If you can identify the problemist in the photo below, you're doing really well at this sort of thing.
Check your solution by clicking on Read More. Intended to be of "medium" difficulty, this one packs a surprise. Even if you solve it easily, though, by all means read the commentary which accompanies the solution.
First, let's give the problem solution as given by the problemist:
16-11 20-16 11-8 16-11 8-4 10-14 29-25 14-18 12-8 11-7 8-3 7-11 30-26 21-30 3-8 30-23 8-22 White Wins.
A nice combination at the end, but there's more to the story. Checker Maven reader Bob Murr wrote to us as follows:
"The Harvey Hopkins problem is actually a draw. At the 4th move play 10-7 instead of 16-11 and White can't win.
WCC immediately says 'Database Draw' when the position is set up, and I double checked the play using Checkerboard (King's Row?) and Nemesis.
10-7, 29-25 A, 16-19, 25-22, 19-23, 22-17, 23-18, 17-13, 18-14, 8-4, 7-3, 4-8, 3-7, 13-17, 14-18 etc. Drawn.
A 8-4, 16-19, 29-25, 19-23, 25-22, 7-3, 22-26, 23-18, 4-8, 3-7, 26-31, 18-23 etc. Drawn."
The problem is flawed! White cannot win! The problem could have been stated as 'White to Play, Red to Draw' and it would have been very nice indeed.
But, given the identity of the author, we're not all that surprised at how things turned out.
The problemist is none other than Harvey L. Hopkins, a turn of the century checkerist, problemist, author, and inadvertent comedian.
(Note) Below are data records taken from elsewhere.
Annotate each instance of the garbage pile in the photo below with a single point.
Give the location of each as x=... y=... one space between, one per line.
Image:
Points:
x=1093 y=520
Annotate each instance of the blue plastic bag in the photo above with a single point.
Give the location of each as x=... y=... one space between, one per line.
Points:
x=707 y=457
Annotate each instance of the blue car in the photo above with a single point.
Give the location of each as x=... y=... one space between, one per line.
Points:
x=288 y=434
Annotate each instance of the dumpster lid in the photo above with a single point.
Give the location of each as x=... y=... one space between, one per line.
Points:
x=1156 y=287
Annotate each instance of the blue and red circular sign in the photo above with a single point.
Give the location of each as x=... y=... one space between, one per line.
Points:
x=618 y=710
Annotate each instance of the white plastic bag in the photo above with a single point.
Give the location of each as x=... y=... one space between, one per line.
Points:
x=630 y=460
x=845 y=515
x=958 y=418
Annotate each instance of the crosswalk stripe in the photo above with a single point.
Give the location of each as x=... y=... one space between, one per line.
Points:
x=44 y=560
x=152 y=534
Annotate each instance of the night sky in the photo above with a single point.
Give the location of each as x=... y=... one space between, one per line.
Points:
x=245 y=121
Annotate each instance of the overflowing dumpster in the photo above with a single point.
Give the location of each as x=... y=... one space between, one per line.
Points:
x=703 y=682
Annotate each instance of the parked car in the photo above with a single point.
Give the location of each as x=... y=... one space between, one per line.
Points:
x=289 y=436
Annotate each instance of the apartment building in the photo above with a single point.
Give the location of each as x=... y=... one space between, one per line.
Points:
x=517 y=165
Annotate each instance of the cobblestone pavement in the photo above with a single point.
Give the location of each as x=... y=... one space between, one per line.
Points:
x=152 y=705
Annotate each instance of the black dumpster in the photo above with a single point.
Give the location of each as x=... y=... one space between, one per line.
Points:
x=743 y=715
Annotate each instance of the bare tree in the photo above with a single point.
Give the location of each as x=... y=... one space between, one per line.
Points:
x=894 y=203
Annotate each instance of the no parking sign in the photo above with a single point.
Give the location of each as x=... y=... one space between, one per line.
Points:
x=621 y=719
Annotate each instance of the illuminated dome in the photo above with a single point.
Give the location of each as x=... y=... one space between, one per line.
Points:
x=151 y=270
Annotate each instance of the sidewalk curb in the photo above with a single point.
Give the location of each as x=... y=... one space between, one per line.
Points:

Mr. Hopkins is the author of the 1916 booklet entitled Home Checker Companion, which we've reviewed earlier in our book review section (follow the link in the right hand column). The subtitle of the booklet is Our Boys at Home and the premise is that checkers will keep Our Boys safely at Home, and away from the evil amusements of the world, such as baseball games; said amusements, apparently, being likely to lead Our Boys down the primrose path into a life of crime and jail.
Mr. Hopkins, among other things, suggests that young ladies test their young gentlemen with games of checkers to determine their suitability for matrimony.
If, by the way, you didn't solve this problem, Mr. Hopkins has some stern words for you: "Solutions are not given to do the solving, but to give the play to those unable to solve. Do not charge inability to solve to errors in settings."
So there. And by the way, Mr. Hopkins, you didn't solve it either! Have you been sneaking out to baseball games on the side instead of studying your checker game?
Our thanks to Mr. Murr, one of the finest checker gentlemen we've had the pleasure to know, for sending us his analysis.